VTT Technical Research Centre is creating the coffee by floating cell cultures in bioreactors filled with a nutrient. The process of developing this kind of coffee requires less water and no pesticides. The coffee can be produced in the local markets, thereby reducing transport emissions. At present, VTT is working on a life cycle analysis of the process.
“Once we have those figures, we will be able to show that the environmental impact will be much lower than what we have with conventional cultivation,” Heiko Rischer, head of plant biotechnology at VTT, told The Guardian.
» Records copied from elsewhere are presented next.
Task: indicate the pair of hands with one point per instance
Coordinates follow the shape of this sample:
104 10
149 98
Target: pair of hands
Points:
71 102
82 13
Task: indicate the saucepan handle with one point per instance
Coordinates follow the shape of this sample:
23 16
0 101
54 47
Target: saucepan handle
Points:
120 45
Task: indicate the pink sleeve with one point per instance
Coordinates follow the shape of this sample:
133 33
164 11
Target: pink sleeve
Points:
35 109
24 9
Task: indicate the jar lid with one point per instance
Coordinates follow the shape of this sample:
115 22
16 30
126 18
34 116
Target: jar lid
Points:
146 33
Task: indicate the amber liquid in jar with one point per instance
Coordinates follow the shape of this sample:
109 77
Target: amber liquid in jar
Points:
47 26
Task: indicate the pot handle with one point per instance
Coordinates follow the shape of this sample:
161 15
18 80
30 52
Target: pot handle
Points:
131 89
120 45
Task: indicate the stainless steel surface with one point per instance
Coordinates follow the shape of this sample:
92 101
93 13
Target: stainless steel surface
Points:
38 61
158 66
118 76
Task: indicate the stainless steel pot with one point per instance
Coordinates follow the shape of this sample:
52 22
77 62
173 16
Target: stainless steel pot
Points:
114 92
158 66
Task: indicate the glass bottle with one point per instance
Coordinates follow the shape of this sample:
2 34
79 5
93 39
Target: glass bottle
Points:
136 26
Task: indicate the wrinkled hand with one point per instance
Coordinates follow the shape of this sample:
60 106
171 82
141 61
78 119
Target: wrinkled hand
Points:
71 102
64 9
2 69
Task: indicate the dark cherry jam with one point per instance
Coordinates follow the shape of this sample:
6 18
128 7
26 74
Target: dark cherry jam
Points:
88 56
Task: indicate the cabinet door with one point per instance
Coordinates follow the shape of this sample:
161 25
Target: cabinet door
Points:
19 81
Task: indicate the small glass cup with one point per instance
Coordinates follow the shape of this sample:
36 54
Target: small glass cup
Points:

Apart from VTT, some startups in the US are also working on bean-less coffee. Seattle-based Atomo Coffee has raised $11.5 million to make molecular coffee by converting the compounds from plant waste into those found in green coffee. The process results in 93 percent lower carbon emissions and no deforestation. It also uses 94 percent less water than traditional coffee production, according to Atomo.
Impact on livelihoods
Producing lab-grown coffee could impact the livelihoods of workers in the traditional coffee industry in developing countries. In countries like Ethiopia, coffee is one of the primary contributors to the economy. According to a report by independent think tank International Institute for Sustainable Development, around 125 million people worked in traditional coffee industry in 2017.
“What’s going to happen to all these people? What are they going to do, because this is a key cash crop?” Daniele Giovannucci, President of the Committee on Sustainability Assessment, told The Guardian.
Giovannucci believes moving away from traditional coffee production could create socio-economic problems that could worsen global sustainability.